Parlamente in Wien und Berlin stimmen am Freitag ab
Die Euro-Länder hatten sich am Montag nach einem 17-stündigen Verhandlungsmarathon bereit erklärt, das vom Staatsbankrott bedrohte Griechenland mit einem neuen Milliarden-Programm zu unterstützen. Der deutsche Bundestag stimmt am Freitag über die offizielle Aufnahme von Verhandlungen über das Hilfsprogramm ab, es wird mit einer Zustimmung gerechnet. Auch der Nationalrat in Wien soll am Freitag über das Verhandlungsmandat abstimmen.
EU-Kommission stellt Brückenfinanzierung in Aussicht
Die EU-Kommission zeigte sich erfreut über die Zustimmung des griechischen Parlaments zu den Spar- und Reformauflagen der Eurozone. Dies sei ein erster gesetzlicher Umsetzungsschritt und in "zufriedenstellender Weise erfolgt", hieß es am Donnerstag. Zur ausstehenden Brückenfinanzierung über den EFSM meinte eine Sprecherin, eine Auszahlung könne sofort nach einem Beschluss darüber erfolgen.
Die Regelung einer Zwischenfinanzierung mit dem ersten Rettungsmechanismus EFSM, an dem alle 28 Staaten beteiligt sind, beinhalte die Option einer Garantie für die Nicht-Euro-Staaten. Diese Variante werde noch geprüft. "Wenn die Entscheidung gefallen ist, kann das Geld rasch ausbezahlt werden", so die Kommissionssprecherin. Die deutliche Zustimmung im griechischen Parlament sei ein Zeichen dafür, dass "Athen mit lauter Stimme" gesprochen habe. Die Kommission nehme dieses Signal auf.

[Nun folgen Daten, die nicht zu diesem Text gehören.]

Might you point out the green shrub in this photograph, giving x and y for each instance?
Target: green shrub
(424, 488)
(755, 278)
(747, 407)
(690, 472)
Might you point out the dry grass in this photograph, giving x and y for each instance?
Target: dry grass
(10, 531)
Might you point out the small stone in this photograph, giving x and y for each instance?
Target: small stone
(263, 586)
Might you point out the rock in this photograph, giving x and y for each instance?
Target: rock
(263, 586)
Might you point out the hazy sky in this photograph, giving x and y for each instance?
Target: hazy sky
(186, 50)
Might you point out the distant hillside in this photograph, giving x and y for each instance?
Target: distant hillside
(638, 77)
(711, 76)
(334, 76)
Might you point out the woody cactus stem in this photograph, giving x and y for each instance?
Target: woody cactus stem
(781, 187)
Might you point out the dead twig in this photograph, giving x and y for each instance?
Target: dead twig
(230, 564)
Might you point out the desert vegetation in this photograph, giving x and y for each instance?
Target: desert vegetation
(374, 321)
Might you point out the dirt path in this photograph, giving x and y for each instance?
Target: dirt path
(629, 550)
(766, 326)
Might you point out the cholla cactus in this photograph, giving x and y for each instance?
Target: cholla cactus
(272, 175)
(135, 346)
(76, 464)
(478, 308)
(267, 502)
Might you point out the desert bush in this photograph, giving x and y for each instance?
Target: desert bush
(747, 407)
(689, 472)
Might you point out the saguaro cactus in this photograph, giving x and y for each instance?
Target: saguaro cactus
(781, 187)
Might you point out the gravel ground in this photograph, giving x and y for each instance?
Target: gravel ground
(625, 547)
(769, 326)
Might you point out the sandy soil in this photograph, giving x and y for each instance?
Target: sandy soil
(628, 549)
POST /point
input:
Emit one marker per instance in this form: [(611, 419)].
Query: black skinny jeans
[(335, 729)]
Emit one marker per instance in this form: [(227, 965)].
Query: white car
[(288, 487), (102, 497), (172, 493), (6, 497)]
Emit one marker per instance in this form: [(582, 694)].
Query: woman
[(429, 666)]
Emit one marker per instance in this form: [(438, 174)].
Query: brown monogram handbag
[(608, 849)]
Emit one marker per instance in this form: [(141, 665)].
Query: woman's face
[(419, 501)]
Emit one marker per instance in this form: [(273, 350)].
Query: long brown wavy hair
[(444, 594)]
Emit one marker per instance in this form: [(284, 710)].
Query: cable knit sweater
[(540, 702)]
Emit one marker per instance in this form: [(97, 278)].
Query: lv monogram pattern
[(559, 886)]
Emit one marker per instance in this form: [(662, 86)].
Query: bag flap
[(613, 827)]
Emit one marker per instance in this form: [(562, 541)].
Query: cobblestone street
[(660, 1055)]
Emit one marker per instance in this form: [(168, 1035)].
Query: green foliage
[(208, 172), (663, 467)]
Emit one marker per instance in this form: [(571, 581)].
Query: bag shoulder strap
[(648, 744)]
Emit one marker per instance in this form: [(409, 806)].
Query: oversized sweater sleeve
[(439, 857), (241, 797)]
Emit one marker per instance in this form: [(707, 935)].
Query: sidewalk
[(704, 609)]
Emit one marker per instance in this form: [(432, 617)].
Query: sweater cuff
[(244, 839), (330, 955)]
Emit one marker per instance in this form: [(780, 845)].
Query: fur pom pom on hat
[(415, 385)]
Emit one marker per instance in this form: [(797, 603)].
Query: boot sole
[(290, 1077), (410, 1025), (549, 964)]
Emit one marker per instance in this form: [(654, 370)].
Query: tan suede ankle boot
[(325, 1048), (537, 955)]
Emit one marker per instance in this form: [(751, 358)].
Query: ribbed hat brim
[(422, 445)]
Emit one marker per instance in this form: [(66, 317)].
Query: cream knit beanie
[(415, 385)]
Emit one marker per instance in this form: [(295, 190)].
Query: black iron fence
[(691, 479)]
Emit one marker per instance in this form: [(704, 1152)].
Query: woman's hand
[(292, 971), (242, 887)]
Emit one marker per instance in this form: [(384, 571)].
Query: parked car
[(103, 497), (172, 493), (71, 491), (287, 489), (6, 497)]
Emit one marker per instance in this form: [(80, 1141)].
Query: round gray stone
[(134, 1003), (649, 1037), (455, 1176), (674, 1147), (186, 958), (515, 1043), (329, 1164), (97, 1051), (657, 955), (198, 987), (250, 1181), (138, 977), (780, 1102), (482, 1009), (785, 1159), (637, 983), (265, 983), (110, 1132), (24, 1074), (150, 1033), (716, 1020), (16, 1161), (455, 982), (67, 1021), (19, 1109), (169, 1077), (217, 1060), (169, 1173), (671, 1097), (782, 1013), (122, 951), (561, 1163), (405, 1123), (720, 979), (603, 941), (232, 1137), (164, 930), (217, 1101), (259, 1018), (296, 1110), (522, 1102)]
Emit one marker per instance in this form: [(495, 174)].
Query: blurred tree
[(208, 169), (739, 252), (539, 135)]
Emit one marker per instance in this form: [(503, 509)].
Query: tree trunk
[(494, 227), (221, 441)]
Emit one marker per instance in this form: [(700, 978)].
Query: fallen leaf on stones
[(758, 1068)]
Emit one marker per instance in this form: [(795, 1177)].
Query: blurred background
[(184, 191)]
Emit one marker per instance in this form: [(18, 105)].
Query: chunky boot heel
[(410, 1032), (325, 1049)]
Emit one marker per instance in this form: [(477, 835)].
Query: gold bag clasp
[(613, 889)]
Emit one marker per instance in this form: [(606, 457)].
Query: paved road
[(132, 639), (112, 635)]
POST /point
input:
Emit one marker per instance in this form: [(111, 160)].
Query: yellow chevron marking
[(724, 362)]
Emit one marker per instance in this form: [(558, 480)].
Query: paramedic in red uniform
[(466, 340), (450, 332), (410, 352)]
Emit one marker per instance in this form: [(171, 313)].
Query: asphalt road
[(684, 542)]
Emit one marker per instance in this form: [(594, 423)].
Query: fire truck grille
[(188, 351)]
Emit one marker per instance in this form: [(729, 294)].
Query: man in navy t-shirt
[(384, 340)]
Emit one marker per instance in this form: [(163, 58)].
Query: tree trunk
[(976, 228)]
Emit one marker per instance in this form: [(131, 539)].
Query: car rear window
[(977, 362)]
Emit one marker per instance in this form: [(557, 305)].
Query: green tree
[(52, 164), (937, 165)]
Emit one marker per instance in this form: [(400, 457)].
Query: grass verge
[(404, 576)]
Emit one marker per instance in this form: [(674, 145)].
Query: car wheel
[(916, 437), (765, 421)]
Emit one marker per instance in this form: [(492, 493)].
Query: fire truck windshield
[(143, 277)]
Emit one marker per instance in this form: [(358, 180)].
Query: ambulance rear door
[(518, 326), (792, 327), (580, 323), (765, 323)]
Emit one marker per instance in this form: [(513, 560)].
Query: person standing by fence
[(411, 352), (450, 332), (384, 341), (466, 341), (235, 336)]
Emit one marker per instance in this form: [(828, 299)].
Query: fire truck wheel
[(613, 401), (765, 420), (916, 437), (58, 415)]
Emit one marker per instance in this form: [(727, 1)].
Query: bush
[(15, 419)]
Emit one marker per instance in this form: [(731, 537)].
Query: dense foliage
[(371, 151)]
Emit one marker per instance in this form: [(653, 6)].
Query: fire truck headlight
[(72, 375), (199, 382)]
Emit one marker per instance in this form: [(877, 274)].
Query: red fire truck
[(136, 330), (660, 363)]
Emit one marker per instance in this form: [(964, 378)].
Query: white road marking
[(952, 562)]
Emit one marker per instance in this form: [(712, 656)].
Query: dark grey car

Schäuble hält an "Grexit" auf Zeit fest
Griechenland ist akut von der Pleite bedroht, die Banken sind seit zweieinhalb Wochen geschlossen. Der Finanzierungsbedarf des Landes in den kommenden drei Jahren wird mit 82 bis 86 Milliarden Euro beziffert. Deutschlands Finanzminister Wolfgang Schäuble wird nicht müde, die Idee eines temporären "Grexit" zu forcieren. Am Donnerstag betonte Schäuble, dass ein möglicher Schuldenschnitt nicht vereinbar sei mit der Mitgliedschaft in der Währungsunion. Der Finanzminister wertete die Entwicklung in Griechenland als "ein bisschen verwirrend". Schließlich habe die Bevölkerung vor wenigen Tagen in einem Referendum für das genaue Gegenteil von dem gestimmt, was das Parlament nun beschlossen habe.
Zur heftigen Kritik an Deutschlands Rolle im Schuldenstreit sagte der Minister, es gehe nicht darum, Griechenland "etwas aufzuerlegen", sondern dabei zu helfen, dass sich die Griechen "irgendwann" den Lebensstandard leisten könnten, den sie sich leisten wollten. Dies setze Reformen voraus, um wettbewerbsfähig zu werden.